Вот в этом окружении я и засыпал вечерами – в полутьме, где время от времени щелкал, нарушая звучание музыки, кремень дедушкиной зажигалки. Потом он откладывал «Шпигель» в сторону, и я сквозь сон чувствовал, как дед поднимает меня на руки. Стены и потолок кружились вокруг меня, если мне удавалось чуть приоткрыть слипающиеся глаза, словно я был иглой компаса. Затем дед укладывал меня на постель, устраивая мои ноги и руки поудобнее, и накрывал периной. И каждое утро я видел его лицо: лампа из коридора освещала щетину на щеках и лихие усы, прожелтевшие от табака; он стоял рядом с моей постелью и улыбался – и я сразу понимал, что он смотрел на меня еще до того, как меня разбудить.

Единственная дедушкина странность состояла в том, что он не разрешал мне ходить за почтой. Задержки почтальона выбивали его из ритма, и каждый день в одиннадцать он начинал высматривать, не покажется ли на дороге из города красный почтовый фургон. Потом дед стал получать почту на почтовый ящик в поселковом центре, объясняя это тем, что кто-то сломал замок нашего почтового ящика.

Я выписывал разные торговые каталоги, прикладывая почтовые марки, и каталоги приходили. А за ними – комплекты для сбора музыкальных колонок, охотничьи ружья в каталоге «Скоу», товары для рыбалки в шведском каталоге от АБУ, фототехника, материал для изготовления рыболовных мушек… Каталоги приходили, и я узнавал из них больше, чем из школьных учебников. Окружающий мир был доступен мне через посредство деда: толстые конверты на нагретом сиденье автомобиля после его поездок в поселковый центр. И так продолжалось до бесконечности, пока в какой-то год он не вернулся с ежегодного собрания Общества овцеводов и козоводов и не сказал с порога, что придется нам забирать почту из почтового ящика – ездить в Саксюм за ней слишком хлопотно.

Еще задолго до этого мы обрезали приклад у отцовского дробовика и отправились охотиться на уток. Это было ружье фирмы «Зауэр и сын», 16-го калибра, с горизонтальным расположением стволов. Отец получил его на конфирмацию[2], но вроде никогда не использовал. Пока я рос, мы наклеивали на приклад поперечные срезы от отделенной части, и в день моей конфирмации на прикладе из оранжево-коричневого орехового дерева были видны тоненькие бороздки, отмечавшие этапы моего взросления под крылом у дедушки.

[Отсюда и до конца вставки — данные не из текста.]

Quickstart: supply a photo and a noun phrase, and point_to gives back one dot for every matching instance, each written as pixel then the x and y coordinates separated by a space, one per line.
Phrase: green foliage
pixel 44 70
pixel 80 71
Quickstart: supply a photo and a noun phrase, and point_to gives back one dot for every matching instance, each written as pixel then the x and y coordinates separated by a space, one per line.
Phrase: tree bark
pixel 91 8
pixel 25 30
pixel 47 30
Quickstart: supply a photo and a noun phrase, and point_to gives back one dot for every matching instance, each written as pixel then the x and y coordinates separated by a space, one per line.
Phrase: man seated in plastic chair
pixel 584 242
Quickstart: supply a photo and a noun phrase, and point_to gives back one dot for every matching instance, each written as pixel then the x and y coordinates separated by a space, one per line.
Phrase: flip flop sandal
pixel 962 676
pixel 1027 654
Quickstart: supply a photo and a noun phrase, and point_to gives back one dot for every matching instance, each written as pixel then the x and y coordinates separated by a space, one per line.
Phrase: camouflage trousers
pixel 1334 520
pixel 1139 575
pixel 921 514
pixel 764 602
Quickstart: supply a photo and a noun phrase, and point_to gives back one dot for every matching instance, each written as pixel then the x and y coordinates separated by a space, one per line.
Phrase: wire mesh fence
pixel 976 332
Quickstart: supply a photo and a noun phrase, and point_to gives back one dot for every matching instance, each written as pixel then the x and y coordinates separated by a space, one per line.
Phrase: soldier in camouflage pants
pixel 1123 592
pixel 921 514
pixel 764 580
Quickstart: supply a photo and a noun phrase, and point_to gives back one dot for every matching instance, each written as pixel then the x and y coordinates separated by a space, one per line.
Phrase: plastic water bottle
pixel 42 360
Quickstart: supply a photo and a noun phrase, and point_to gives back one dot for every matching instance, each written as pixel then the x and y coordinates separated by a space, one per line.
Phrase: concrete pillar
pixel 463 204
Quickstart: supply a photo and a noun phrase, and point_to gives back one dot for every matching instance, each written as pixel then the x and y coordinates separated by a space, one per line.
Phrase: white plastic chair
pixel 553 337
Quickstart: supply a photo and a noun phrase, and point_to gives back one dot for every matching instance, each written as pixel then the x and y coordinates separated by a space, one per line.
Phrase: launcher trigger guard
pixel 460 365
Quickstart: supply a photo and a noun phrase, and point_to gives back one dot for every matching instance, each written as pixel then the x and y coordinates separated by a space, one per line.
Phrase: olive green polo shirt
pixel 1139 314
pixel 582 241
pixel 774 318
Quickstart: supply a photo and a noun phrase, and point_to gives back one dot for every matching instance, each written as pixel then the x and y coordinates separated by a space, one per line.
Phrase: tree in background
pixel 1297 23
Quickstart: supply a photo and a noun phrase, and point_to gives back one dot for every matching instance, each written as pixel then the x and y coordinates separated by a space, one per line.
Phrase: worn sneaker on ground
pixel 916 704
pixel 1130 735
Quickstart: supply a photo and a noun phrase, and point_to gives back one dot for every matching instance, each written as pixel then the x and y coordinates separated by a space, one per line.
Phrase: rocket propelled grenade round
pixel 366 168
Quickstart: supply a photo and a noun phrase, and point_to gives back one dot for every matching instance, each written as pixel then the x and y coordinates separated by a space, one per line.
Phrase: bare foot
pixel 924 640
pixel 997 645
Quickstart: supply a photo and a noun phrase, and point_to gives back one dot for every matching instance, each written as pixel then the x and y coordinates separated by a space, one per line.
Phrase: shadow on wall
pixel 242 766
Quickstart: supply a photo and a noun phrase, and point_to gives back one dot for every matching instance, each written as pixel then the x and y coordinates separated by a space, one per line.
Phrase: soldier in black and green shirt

Это были мои годовые кольца.

Но я хорошо знал, что годовые кольца у ели, если она растет слишком быстро, будут широкими, и, когда ель вырастет такой высокой, что ее сможет закрутить в вихре ветер, она сломается.

Всю жизнь я слышал из леса шелест листьев карельских берез. И как-то ночью в 1991 году это легкое колыхание переросло в ветер, чуть не сваливший меня. Потому что в истории моих родителей что-то еще не улеглось и продолжало потихоньку ворочаться, как жирная гадюка в траве.